フィリピンのコールセンター雇用は10年でほぼ倍増し200万人に。
フィリピンとインドで失業率が低下し、AIが海外労働者を奪っていないとの見方も。
経済学者はジェボンズのパラドックスと説明する。
何が起きたか
アポロのチーフエコノミスト、トーステン・スロック氏によると、フィリピンのコールセンター雇用は2016年から2025年にかけて毎年増加し、ほぼ倍の200万人に達した。一方、フィリピンの失業率は2021年から2026年7月までの間に9%から約5%へ、インドでは約7%から6%へ低下した。
なぜ重要か
スロック氏は、これはAIがホワイトカラー労働者を追いやるという見方に反すると主張。ジェボンズのパラドックスを挙げ、AIがコールセンター業務を安く速くするほど、企業はそのサービスをより多く購入するようになると述べた。ブルッキングス研究所は、カスタマーサービスのタスクの86%が自動化の可能性が高いと推計するが、雇用は伸び続けている。日本のコールセンター業界でも、AI導入が雇用減少ではなく業務拡大につながる可能性がある。
注目点
2023年の研究では、AIアシスタントがコールセンターエージェントの時間当たり生産性を14%向上させたとされ、AIがこうした職種の需要を高める可能性が示唆される。ただ、専門家の中には、AIは複雑な問題には依然として弱く、ブランド上の理由から人的対応を重視する企業もあると指摘する声もある。
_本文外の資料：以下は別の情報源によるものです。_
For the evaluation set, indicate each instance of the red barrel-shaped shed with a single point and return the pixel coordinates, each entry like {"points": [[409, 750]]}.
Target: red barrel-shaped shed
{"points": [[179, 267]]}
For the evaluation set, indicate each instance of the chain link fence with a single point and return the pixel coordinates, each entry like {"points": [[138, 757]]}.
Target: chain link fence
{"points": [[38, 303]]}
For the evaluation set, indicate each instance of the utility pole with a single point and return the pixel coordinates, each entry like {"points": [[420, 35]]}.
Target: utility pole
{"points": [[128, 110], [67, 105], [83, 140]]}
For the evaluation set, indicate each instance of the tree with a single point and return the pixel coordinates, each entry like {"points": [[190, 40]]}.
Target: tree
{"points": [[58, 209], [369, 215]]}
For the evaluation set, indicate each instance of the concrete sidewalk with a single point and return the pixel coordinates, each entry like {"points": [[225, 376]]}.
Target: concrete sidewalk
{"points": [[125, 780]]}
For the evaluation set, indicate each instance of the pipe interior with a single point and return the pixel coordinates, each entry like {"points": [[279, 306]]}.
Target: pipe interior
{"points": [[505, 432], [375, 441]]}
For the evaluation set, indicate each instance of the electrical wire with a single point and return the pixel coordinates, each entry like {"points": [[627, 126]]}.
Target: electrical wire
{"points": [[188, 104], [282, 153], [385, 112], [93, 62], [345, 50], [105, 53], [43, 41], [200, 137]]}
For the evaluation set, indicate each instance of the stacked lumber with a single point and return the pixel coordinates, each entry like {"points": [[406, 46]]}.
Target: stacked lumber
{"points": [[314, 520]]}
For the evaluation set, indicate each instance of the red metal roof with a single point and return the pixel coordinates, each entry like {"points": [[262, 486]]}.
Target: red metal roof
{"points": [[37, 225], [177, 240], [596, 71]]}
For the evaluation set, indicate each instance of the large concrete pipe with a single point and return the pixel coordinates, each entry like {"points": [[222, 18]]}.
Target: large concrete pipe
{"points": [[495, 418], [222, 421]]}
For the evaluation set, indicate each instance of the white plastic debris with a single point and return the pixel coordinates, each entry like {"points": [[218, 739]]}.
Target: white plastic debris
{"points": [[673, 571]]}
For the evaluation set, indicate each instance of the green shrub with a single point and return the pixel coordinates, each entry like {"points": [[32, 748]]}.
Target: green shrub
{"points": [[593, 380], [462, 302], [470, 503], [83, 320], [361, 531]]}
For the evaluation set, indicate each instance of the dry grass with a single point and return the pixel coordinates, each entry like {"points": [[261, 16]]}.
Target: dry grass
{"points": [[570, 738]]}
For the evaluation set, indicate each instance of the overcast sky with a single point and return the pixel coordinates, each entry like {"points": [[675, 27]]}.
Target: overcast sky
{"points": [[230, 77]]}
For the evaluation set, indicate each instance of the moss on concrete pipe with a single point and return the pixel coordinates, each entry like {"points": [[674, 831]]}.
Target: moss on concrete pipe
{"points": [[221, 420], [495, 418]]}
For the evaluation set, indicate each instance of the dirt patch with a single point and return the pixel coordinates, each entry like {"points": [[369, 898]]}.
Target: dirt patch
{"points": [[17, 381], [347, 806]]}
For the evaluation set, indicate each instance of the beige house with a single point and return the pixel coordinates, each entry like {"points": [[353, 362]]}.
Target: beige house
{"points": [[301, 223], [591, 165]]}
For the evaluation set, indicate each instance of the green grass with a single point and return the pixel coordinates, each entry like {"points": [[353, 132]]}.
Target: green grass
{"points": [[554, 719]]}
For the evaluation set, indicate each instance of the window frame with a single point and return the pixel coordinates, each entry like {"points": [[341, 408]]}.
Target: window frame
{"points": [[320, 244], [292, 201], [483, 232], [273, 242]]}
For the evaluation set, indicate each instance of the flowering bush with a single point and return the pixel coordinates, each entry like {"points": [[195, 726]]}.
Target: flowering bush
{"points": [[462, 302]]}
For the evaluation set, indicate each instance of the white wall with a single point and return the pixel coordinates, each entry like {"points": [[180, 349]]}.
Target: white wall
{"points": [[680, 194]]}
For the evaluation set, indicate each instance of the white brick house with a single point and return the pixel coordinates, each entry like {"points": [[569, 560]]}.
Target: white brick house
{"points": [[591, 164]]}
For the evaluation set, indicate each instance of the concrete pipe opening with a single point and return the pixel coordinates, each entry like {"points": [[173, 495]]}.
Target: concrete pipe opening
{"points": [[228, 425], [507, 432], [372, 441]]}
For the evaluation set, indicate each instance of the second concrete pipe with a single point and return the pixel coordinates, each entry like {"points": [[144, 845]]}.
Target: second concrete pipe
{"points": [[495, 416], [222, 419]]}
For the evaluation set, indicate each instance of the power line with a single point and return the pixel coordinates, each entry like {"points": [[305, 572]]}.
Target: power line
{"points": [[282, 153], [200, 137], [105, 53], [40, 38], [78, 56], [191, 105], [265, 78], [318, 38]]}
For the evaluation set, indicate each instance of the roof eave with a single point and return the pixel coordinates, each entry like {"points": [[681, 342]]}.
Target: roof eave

アポロのチーフエコノミスト、トーステン・スロック氏のデータは、AIと労働をめぐる議論におけるパラドックスを浮き彫りにしている。AIがホワイトカラーの仕事を奪うとの見方が広がる一方、フィリピンのコールセンター業界は2016年から2025年にかけて着実に成長し、雇用はほぼ倍の200万人に達した。フィリピンとインドの失業率はともに低下しており、AIが海外労働者を大規模に追いやったとは言えない状況だ。これは、効率向上が消費減少ではなく需要増加につながるというジェボンズのパラドックスの歴史上のパターンと一致する。
一部の経済学者は、AIが今後も生産性と雇用を押し上げるとみている。2023年の研究では、AIツールがコールセンターエージェントの時間当たり生産性を14%向上させた。また、初期の研究ではAI翻訳がeBayの輸出を拡大したことも示されている。一方で、専門家は限界も指摘する。AIは複雑な問題にうまく対応できない可能性があり、人間には認知的過負荷が生じることもある。差別化のため、あえて人間のエージェントを活用し、よりパーソナルな対応を提供しようとする企業もある。
この議論はコールセンターにとどまらない。10年前、AIの先駆者ジェフリー・ヒントンは放射線科医が置き換えられると予測したが、米国の放射線科医の数は実際には10%増加している。これは、多くの分野でAIが人間の労働を奪うのではなく補完する可能性を示唆するが、長期的な行方はなお不透明だ。